Human Rights Day: Treating everyone with dignity and respect

To mark this occasion, today’s blog comes from my Inclusion Adviser on Migration, Forward Maisokwadzo

Today is Human Rights Day, 10 December – the day the United Nations General Assembly adopted the Universal Declaration of Human Rights (UDHR) in 1948. This milestone document proclaims the inalienable rights to which everyone is entitled as human beings – regardless of race, colour, religion, sex, gender, language, political or other opinion, national or social origin, or any other status.

The Declaration arose from a desire to never again witness the dreadful inhumanity which had led to millions of people being killed in a war that had affected the globe. It was never a set of supreme statements but a set of practical standards by which humanity should seek to live and conduct itself, by which the nations of the world would co-exist in peace and unity. It is all about what it means to be human.

This year’s Human Rights Day theme, Recover Better – Stand Up for Human Rights, relates to the COVID-19 pandemic and focuses on the need to build back better by ensuring Human Rights are central to recovery efforts. It could not be more relevant. We will only achieve our common global goals if we are able to create equal opportunities for all, address the failures exposed and fueled by the COVID-19 crisis, and apply human rights standards to tackle entrenched, systemic, and intergenerational inequalities, exclusion and discrimination.

December 10is an opportunity to reaffirm the importance of human rights in re-building our city and the world we want, the need for global solidarity, (including city to city) as well as to celebrate interconnectedness and shared humanity.

The UN Human Rights’ generic call to action “Stand Up for Human Rights” aims to engage the general public and the UN family to bolster transformative action and showcase practical and inspirational examples that can contribute to recovering better and fostering more resilient and just societies.

From here in Bristol I am aware of so many events and debates being held, nationally and across the globe, to acknowledge and celebrate this day. I am sure these events, debates and discussions, the majority of them being held virtually due to the pandemic, will provide an opportunity to highlight what has been achieved to date while at the same time pointing us all to the work that still needs to be done.

Three global issues – the pandemic, racial inequality, and the climate emergency – show that what we have in common as human beings is far more important than our differences.

As we look ahead to 2021, what are the pivotal human rights issues that all of us should be paying attention to?  We are at the dawn of a decade when the decisions we make as a City and in society at large on how to address economic inequality, climate change, technological innovation, and political polarisation will shape our shared future for generations to come.

I hope there will be a sense that human rights are the concern of all, and not just the concern of a particular minority interest group. The challenge is increasingly to make human rights part and parcel of ordinary discourse, debate and priority especially in the current environment where political debate has often become toxic and divisive, and basic human rights become invisible.
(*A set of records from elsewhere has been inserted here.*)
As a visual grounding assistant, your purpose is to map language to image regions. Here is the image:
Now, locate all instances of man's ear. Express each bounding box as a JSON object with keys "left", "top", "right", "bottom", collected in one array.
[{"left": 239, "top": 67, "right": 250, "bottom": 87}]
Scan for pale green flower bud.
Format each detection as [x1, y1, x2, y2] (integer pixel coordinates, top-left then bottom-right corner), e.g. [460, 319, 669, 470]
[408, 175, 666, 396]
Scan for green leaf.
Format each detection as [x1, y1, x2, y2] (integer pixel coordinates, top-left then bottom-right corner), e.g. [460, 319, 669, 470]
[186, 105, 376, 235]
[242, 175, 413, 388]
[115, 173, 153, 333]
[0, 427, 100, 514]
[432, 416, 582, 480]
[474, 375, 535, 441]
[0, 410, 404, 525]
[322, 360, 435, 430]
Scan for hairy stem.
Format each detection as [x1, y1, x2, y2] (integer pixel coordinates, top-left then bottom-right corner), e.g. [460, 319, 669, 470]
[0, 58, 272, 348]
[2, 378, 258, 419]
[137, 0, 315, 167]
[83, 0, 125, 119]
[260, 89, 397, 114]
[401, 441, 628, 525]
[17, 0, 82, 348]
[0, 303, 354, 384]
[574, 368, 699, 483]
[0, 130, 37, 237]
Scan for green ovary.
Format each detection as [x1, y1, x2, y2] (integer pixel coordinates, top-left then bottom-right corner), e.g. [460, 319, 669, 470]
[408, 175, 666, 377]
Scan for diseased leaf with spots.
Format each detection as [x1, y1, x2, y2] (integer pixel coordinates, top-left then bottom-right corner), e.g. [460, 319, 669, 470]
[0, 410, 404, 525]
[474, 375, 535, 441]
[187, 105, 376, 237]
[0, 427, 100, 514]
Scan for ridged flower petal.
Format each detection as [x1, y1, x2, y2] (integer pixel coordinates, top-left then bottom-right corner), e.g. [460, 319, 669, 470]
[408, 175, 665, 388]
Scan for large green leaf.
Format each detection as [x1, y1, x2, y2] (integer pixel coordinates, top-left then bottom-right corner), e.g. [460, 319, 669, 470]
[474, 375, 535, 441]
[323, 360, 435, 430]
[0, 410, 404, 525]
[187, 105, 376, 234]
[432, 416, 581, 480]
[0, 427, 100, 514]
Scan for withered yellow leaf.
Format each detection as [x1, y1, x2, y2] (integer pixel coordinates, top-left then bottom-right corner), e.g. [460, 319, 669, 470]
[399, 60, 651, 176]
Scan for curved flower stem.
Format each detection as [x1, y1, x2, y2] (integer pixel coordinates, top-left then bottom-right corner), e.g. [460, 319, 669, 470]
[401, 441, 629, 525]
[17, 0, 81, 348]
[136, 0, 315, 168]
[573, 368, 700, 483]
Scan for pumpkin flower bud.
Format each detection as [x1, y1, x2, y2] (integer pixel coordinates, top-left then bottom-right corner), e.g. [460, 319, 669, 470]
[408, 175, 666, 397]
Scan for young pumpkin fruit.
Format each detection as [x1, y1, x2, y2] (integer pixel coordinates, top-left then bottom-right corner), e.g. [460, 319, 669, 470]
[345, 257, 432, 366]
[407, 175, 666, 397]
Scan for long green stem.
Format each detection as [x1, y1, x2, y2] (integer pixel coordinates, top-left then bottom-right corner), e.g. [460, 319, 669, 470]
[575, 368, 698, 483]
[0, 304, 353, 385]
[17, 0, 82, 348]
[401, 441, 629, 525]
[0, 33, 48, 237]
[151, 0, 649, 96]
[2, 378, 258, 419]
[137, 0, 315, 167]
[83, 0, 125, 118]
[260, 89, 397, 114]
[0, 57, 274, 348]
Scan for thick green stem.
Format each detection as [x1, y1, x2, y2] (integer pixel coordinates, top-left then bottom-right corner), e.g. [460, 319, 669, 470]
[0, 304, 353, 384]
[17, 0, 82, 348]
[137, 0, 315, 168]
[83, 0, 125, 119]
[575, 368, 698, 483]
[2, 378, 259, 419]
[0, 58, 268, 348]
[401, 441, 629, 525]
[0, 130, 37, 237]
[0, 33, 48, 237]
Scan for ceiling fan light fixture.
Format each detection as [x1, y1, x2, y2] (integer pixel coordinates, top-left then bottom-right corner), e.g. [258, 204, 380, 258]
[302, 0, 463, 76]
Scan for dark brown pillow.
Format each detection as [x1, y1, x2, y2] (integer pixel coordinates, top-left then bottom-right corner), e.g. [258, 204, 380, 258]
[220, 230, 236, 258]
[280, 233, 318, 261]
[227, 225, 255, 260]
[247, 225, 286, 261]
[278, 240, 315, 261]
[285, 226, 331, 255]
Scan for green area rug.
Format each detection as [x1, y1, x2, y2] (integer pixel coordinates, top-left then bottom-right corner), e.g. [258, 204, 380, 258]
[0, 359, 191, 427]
The world does not stand still and as we celebrate human rights today we need to consider the challenges which are affecting our communities now. We must stand united with so many groups across Bristol, the UK and globally who are calling for everyone to be treated with dignity and respect: the carers, LGBT communities, children, older people, people affected by dementia, black and minority ethnic communities, people seeking sanctuary and other migrant communities, people with learning disabilities, people affected by the Windrush scandal, women experiencing domestic violence, among many others.
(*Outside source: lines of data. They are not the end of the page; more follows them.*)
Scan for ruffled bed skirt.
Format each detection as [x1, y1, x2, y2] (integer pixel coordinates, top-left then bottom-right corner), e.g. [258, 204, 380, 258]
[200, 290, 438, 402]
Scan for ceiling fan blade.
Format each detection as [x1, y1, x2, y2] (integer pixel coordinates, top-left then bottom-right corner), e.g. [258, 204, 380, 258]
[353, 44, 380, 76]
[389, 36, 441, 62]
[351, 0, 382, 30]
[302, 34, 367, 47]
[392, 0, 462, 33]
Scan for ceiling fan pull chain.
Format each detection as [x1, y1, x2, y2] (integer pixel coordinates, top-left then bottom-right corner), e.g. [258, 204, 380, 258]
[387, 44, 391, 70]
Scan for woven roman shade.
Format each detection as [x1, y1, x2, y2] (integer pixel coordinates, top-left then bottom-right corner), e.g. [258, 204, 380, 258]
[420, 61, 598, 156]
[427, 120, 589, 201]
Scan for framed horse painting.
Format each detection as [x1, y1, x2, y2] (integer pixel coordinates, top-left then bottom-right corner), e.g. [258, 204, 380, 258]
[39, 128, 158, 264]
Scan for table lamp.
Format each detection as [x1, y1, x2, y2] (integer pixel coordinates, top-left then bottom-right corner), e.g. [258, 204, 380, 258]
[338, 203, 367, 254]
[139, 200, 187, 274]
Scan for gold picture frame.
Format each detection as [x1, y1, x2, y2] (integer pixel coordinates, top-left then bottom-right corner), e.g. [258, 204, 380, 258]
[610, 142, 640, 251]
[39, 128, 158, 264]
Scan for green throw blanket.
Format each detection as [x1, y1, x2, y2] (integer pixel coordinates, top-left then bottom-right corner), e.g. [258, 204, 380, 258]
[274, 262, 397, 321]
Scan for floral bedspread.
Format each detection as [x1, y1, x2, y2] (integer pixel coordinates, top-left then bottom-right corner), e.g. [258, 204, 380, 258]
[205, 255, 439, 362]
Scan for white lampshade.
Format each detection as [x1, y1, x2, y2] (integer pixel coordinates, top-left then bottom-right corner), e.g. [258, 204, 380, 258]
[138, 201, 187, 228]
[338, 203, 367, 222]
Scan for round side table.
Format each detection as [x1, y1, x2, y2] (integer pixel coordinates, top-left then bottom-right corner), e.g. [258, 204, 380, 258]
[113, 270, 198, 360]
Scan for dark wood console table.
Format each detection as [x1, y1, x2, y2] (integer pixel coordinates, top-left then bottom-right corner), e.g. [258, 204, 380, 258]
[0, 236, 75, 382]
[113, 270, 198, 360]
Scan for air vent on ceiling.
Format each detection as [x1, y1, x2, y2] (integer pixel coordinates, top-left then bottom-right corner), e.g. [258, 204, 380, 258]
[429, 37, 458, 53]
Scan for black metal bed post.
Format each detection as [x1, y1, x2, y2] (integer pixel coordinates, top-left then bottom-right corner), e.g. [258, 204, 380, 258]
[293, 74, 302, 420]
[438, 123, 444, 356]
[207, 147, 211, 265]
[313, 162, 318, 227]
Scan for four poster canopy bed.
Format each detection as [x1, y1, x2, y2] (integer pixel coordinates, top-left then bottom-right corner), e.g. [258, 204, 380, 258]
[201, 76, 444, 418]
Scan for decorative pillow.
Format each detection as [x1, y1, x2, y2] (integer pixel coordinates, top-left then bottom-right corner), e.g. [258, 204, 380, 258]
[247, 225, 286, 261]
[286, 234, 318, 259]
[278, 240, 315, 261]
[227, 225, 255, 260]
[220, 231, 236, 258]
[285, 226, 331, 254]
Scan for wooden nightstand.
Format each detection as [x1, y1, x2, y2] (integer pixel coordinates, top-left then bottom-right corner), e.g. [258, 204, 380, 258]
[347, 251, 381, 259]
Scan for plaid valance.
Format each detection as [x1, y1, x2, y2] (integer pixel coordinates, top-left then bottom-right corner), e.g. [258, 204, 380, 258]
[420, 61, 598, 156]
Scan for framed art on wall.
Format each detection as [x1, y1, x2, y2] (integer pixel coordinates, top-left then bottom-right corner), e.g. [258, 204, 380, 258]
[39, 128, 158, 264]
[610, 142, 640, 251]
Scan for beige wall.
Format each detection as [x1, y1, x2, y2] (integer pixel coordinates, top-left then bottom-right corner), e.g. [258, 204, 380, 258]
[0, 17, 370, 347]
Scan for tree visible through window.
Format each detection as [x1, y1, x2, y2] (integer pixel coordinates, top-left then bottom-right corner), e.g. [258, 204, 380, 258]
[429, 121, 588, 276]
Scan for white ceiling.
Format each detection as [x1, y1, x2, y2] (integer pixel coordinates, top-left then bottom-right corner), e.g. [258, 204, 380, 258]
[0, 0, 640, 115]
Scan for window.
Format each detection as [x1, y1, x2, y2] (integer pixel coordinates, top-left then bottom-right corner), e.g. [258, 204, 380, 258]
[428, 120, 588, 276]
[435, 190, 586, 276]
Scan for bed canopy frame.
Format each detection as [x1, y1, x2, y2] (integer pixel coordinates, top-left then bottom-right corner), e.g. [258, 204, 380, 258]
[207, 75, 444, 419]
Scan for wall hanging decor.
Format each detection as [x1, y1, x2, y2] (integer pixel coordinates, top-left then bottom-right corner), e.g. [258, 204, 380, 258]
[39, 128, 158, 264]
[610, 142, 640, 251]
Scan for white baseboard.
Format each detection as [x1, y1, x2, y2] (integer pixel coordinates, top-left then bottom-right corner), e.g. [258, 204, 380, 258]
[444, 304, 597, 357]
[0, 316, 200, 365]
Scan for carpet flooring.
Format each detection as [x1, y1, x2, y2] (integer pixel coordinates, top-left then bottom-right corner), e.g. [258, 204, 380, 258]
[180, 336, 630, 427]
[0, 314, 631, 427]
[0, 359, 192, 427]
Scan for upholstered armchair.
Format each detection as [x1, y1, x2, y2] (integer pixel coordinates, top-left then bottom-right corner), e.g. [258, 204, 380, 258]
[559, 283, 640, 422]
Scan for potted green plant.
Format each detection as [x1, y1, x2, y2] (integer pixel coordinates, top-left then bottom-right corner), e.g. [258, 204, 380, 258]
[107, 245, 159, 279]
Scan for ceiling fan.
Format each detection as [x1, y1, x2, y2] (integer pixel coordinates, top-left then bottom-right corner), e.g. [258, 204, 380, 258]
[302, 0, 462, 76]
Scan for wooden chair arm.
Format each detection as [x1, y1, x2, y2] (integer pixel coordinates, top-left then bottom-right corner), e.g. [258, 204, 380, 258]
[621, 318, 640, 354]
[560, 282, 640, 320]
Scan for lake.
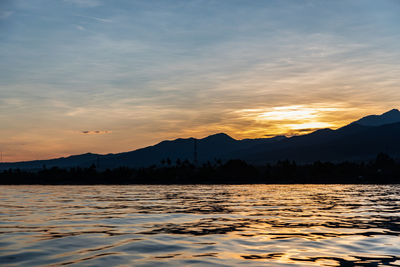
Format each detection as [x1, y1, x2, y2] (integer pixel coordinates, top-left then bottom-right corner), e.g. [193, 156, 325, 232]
[0, 185, 400, 266]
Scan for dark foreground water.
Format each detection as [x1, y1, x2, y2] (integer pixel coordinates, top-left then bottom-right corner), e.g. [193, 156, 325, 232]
[0, 185, 400, 266]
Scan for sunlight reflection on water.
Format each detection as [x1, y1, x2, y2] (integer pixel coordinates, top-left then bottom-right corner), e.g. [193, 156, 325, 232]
[0, 185, 400, 266]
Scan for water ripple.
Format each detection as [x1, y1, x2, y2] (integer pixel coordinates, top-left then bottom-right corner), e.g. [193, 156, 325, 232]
[0, 185, 400, 266]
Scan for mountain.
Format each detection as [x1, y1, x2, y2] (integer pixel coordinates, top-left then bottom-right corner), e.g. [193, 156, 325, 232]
[354, 109, 400, 126]
[0, 109, 400, 170]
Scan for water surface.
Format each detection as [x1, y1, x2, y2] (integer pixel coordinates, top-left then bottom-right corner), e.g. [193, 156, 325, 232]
[0, 185, 400, 266]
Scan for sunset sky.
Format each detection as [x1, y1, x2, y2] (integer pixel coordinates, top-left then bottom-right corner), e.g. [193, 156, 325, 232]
[0, 0, 400, 161]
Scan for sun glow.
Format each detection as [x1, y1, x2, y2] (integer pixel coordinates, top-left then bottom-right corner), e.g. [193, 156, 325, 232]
[238, 104, 346, 136]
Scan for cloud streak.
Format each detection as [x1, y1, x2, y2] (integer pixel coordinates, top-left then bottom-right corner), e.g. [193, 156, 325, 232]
[81, 130, 112, 135]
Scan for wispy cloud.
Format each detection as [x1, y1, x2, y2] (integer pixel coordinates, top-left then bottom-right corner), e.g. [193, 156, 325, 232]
[0, 11, 14, 19]
[75, 15, 112, 23]
[64, 0, 102, 7]
[81, 130, 112, 135]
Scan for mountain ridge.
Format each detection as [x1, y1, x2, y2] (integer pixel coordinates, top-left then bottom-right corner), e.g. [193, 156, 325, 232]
[0, 109, 400, 170]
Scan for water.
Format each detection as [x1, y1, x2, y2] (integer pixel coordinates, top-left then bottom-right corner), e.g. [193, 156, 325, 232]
[0, 185, 400, 266]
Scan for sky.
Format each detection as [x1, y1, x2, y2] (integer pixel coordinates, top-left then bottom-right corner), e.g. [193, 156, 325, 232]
[0, 0, 400, 161]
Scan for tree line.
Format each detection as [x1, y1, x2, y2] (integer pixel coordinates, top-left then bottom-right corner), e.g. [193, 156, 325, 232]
[0, 153, 400, 185]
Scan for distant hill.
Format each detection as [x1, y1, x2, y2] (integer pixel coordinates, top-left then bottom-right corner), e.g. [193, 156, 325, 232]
[0, 109, 400, 170]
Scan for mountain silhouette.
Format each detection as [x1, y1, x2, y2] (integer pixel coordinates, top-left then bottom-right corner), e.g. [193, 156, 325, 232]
[0, 109, 400, 170]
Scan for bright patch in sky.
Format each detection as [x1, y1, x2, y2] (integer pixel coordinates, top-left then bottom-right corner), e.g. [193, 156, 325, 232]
[0, 0, 400, 161]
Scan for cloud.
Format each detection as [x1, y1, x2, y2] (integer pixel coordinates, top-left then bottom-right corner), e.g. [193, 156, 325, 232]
[0, 11, 13, 19]
[81, 130, 112, 135]
[75, 15, 112, 23]
[64, 0, 102, 7]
The UK has long played a leading role in protecting human rights across the globe and was one of the first nations to sign the UDHR. British lawyers drafted the European Convention on Human Rights in 1950, which in 1998 was given further effect in UK law through the Human Rights Act. As we celebrate this global Human Rights Day and in the midst of a pandemic, it is worrying the Government has recently ordered to review the Human Rights Act. Such a move Amnesty International says puts some communities and rights at risk. The human rights watchdog stressed that it is important for Government to understand that promoting universal human rights should not just be abroad, but here at home as well. Hillsborough, Grenfell, and other issues underline the importance of an effective Human Rights Act here in the UK. As we celebrate Human Rights Day the Government needs to reflect on whether there is need to review the rights and freedoms that underpin our democracy.